Reputation: 122052
The post Get domain name from URL suggested multiple libraries to get the top level domain. but
how else can I strip a domain name from webpage with no additional library?
I had tried it with regex it seems to work but I am sure there are better ways of doing it and lots of urls that will break the regex:
>>> import re
>>> url = "https://stackoverflow.com/questions/22143342/how-else-can-i-strip-a-domain-name-from-webpage-with-no-additional-library-pyt"
>>> domain = re.sub("(http://|http://www\\.|www\\.)","",url).split('/')[0]
>>> domain
'stackoverflow.com'
>>> url = "www.apple.com/itune"
>>> re.sub("(http://|http://www\\.|www\\.)","",url).split('/')[0]
>>> 'apple.com'
I've also tried urlparse but it ends up with None
:
>>> from urlparse import urlparse
>>> url ='https://stackoverflow.com/questions/22143342/how-else-can-i-strip-a-domain-name-from-webpage-with-no-additional-library-pyt'
>>> urlparse(url).hostname
'stackoverflow.com'
>>> url = 'www.apple.com/itune'
>>> urlparse(url).hostname
>>>
Upvotes: 0
Views: 114
Reputation: 369084
How about make a function that wraps urlparse
?
>>> from urlparse import urlparse
>>>
>>> def extract_hostname(url):
... components = urlparse(url)
... if not components.scheme:
... components = urlparse('http://' + url)

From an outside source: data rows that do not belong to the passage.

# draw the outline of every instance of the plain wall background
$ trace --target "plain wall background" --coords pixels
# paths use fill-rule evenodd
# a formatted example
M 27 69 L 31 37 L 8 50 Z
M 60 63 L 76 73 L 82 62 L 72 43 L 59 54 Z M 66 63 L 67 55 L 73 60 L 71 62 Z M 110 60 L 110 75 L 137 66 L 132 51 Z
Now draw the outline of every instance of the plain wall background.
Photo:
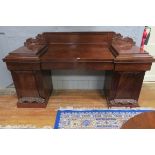
M 0 27 L 0 89 L 12 83 L 10 72 L 1 60 L 9 52 L 23 46 L 25 40 L 42 32 L 57 31 L 115 31 L 129 36 L 140 46 L 143 26 L 1 26 Z M 53 71 L 54 89 L 102 89 L 104 72 Z

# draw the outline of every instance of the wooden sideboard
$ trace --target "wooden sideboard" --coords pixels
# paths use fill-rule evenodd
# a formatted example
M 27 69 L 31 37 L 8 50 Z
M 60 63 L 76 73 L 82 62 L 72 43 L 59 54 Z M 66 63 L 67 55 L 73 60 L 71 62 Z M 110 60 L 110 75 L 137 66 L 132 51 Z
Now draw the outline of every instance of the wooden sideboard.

... return components.netloc
...
>>> extract_hostname('http://stackoverflow.com/questions/22143342')
'stackoverflow.com'
>>> extract_hostname('www.apple.com/itune')
'www.apple.com'
>>> extract_hostname('file:///usr/bin/python')
''
Upvotes: 2
Reputation: 1152
Use urllib.parse standard library.
>>> from urllib.parse import urlparse
>>> url = 'http://stackoverflow.com/questions/22143342/how-else-can-i-strip-a-domain-name-from-webpage-with-no-additional-library-pyt'
>>> urlparse(url).hostname
'stackoverflow.com'
Upvotes: 0